As announced in February 2022, CMS has redesigned the GPDC Model to better align with the Biden-Harris Administration’s priorities and CMS’ vision for accountable care, and in response to feedback from stakeholders and participants. The redesigned model will be renamed the ACO Realizing Equity, Access, and Community Health, or ACO REACH, beginning January 1, 2023. Specifically, the ACO REACH Model addresses the following priorities:
> Greater focus on health equity and closing disparities in care;
> Emphasis on provider-led organizations and strengthening beneficiary voices to guide the work of model participants;
> Stronger beneficiary protections through ensuring robust compliance with model requirements, including increased screening of model applicants and increased monitoring of model participants;
> Greater transparency and data sharing on care quality and financial performance of model participants; and
> Stronger protections against inappropriate coding and risk score growth.
Value-based healthcare has evolved through the CMS Innovation Center’s model tests. Lessons learned from the GPDC Model will help define the future system of care. Our vision for the future is for a health care system that achieves equitable outcomes through high quality, affordable, person-centered care.

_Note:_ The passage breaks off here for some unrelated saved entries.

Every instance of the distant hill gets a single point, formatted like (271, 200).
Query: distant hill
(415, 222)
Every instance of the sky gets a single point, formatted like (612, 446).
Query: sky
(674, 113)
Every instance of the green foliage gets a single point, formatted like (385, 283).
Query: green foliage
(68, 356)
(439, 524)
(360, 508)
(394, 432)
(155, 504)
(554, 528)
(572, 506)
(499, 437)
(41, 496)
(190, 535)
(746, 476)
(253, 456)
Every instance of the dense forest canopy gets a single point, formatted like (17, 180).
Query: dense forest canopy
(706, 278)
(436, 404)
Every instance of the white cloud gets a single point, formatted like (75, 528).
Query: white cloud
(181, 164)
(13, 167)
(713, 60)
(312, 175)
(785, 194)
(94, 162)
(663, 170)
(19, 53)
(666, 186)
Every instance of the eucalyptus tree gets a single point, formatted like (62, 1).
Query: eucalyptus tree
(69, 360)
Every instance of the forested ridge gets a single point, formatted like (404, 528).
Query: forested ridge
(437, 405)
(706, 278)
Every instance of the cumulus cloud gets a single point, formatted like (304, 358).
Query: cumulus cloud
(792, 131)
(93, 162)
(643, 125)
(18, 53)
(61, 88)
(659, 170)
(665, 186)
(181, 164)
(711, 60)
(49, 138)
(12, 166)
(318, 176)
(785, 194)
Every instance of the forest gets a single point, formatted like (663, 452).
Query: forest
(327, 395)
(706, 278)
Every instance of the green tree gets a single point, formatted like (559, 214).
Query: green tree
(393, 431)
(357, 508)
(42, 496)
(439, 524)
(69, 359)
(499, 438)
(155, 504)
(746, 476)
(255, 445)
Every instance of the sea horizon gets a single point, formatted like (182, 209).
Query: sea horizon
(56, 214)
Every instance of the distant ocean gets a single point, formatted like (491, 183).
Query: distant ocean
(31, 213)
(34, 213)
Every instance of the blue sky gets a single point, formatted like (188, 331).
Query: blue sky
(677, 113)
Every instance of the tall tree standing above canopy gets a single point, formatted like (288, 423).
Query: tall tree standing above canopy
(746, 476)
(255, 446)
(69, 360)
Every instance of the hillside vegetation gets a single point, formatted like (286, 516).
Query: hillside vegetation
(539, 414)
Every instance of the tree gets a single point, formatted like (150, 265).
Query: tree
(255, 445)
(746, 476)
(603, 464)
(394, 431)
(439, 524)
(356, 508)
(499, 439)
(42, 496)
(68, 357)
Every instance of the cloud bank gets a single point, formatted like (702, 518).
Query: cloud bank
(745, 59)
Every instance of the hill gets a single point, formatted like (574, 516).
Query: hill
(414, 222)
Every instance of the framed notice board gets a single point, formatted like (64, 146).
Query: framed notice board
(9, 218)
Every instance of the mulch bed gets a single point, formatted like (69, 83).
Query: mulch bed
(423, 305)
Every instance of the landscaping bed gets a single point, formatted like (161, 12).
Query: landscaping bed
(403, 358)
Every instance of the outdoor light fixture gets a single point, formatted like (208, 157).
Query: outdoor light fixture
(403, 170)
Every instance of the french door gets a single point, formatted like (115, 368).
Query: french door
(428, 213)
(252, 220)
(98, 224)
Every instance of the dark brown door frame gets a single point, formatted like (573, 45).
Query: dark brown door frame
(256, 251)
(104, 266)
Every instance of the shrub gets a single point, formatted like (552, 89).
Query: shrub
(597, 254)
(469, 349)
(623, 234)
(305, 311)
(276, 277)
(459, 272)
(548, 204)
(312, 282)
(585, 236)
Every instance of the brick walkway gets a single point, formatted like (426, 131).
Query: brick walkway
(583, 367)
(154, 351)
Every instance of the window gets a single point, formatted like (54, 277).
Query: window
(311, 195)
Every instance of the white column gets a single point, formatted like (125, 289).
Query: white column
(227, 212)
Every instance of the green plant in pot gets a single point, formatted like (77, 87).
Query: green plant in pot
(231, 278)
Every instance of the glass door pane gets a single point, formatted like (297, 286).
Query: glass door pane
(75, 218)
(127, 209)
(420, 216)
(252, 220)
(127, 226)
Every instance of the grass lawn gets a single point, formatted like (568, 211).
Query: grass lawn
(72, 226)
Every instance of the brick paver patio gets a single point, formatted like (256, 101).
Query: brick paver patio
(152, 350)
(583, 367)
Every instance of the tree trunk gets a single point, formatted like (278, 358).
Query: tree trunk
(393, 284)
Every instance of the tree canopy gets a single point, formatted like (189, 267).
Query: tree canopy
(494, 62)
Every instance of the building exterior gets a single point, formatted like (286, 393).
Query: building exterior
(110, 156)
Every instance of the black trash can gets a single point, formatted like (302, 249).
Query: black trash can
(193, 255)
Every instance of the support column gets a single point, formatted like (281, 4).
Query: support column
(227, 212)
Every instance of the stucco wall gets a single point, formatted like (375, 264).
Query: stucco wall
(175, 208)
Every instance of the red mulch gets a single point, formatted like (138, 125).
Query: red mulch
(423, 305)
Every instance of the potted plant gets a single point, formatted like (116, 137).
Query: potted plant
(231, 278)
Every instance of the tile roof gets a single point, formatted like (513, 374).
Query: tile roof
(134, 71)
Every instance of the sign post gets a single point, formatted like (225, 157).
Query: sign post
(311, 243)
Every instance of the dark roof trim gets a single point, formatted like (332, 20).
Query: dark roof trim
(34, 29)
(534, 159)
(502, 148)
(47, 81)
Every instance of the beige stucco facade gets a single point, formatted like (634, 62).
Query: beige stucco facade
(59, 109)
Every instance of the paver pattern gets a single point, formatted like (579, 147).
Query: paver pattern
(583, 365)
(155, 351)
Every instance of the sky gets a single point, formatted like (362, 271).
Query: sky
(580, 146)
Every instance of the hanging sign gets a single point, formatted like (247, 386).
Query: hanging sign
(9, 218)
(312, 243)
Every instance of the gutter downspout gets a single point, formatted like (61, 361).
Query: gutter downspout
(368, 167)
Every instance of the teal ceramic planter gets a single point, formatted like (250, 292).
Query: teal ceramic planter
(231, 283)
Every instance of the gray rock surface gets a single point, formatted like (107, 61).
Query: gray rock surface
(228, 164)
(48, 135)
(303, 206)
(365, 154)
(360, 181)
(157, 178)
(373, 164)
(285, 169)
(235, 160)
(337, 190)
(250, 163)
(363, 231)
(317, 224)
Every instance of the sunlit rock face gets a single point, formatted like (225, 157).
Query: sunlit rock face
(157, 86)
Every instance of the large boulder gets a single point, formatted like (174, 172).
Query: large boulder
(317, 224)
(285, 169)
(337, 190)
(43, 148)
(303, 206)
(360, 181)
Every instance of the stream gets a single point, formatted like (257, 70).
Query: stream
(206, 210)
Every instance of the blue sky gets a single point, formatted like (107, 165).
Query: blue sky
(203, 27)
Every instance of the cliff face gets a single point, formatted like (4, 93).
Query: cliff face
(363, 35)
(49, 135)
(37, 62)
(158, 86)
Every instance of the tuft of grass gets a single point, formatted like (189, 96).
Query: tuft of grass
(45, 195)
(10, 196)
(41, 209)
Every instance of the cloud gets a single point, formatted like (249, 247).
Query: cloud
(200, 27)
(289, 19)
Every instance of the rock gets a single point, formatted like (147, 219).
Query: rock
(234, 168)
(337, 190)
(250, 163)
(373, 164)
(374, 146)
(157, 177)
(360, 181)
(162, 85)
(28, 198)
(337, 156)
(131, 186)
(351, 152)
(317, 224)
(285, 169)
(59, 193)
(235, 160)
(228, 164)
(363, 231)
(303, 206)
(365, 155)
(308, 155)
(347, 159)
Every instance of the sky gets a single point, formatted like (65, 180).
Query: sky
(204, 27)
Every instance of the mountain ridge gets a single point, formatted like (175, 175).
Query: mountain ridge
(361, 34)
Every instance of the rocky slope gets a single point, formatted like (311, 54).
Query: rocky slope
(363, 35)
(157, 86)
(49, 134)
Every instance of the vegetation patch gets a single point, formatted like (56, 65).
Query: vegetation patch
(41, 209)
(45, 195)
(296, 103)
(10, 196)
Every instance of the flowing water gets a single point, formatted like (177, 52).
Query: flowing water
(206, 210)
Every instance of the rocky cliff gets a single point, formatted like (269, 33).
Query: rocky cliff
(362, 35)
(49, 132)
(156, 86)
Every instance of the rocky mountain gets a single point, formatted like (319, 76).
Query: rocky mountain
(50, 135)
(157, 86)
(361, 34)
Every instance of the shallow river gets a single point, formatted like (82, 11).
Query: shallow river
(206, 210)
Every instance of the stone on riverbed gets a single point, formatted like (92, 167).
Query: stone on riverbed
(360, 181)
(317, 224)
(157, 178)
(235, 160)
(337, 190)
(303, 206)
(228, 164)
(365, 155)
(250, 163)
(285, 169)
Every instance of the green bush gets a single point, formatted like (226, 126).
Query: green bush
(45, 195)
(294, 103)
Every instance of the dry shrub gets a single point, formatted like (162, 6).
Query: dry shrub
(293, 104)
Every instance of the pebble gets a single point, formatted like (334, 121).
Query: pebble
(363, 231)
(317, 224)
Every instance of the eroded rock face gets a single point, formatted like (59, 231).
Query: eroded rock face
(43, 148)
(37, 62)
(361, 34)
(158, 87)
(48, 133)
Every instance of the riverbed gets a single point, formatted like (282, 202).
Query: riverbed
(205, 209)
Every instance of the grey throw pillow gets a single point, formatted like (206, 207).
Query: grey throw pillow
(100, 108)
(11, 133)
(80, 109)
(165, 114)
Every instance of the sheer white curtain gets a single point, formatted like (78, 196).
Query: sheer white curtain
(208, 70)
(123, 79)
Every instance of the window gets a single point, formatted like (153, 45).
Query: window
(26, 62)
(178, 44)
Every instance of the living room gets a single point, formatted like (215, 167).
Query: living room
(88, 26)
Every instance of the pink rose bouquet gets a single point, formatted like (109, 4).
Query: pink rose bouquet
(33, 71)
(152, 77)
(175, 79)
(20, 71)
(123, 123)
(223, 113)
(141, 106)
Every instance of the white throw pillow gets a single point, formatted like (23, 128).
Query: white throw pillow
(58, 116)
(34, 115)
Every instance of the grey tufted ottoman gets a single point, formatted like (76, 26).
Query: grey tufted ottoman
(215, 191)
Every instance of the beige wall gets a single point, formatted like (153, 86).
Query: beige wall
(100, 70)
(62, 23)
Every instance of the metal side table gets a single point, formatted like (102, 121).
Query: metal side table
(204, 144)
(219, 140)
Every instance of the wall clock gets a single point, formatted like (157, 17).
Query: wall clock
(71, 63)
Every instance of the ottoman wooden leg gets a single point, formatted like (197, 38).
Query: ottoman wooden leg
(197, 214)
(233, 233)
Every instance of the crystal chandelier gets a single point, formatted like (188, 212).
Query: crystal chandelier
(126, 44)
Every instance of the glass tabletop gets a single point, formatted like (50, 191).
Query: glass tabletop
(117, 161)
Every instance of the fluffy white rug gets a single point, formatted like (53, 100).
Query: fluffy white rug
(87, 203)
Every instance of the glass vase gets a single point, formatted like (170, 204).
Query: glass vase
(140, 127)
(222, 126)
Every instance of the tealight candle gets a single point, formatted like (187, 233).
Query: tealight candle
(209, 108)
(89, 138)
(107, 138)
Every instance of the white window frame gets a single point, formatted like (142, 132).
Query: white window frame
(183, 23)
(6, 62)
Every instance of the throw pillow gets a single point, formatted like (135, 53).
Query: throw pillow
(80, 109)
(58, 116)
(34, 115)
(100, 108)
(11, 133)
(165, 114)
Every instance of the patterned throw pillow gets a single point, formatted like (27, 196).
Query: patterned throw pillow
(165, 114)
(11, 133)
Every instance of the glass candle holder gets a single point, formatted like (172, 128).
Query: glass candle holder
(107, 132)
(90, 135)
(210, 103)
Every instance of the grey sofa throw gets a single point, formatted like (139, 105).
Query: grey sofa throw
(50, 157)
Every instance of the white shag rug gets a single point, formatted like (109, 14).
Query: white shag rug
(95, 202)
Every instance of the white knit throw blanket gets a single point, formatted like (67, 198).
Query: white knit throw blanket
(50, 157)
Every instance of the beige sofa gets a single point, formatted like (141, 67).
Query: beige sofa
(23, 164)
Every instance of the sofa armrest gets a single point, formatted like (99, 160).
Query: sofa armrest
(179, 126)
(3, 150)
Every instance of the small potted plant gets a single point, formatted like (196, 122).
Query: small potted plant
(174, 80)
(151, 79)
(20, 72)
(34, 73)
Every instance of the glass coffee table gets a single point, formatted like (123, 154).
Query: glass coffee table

The release of information from CMS led the head of APG, which represents physician groups involved in risk-based and value-based contracting nationwide, to express pride in the result, particularly as they related to APG’s member organizations. “APG is pleased and proud that so many of our member organizations are among the 53 Direct Contracting Entities (DCEs) that recorded savings for the Medicare program, earned shared savings payments, and achieved perfect quality scores according to the Global and Professional Direct Contracting model metrics in the first performance year,” said Susan Dentzer, APG President and CEO. “This important early evidence reinforces the concept behind this model: that its strong financial incentives encourage physician practices to transform care delivery; better manage and engage patients; and achieve higher quality-of-care outcomes than are typical for Medicare patients in the traditional fee-for-service program.”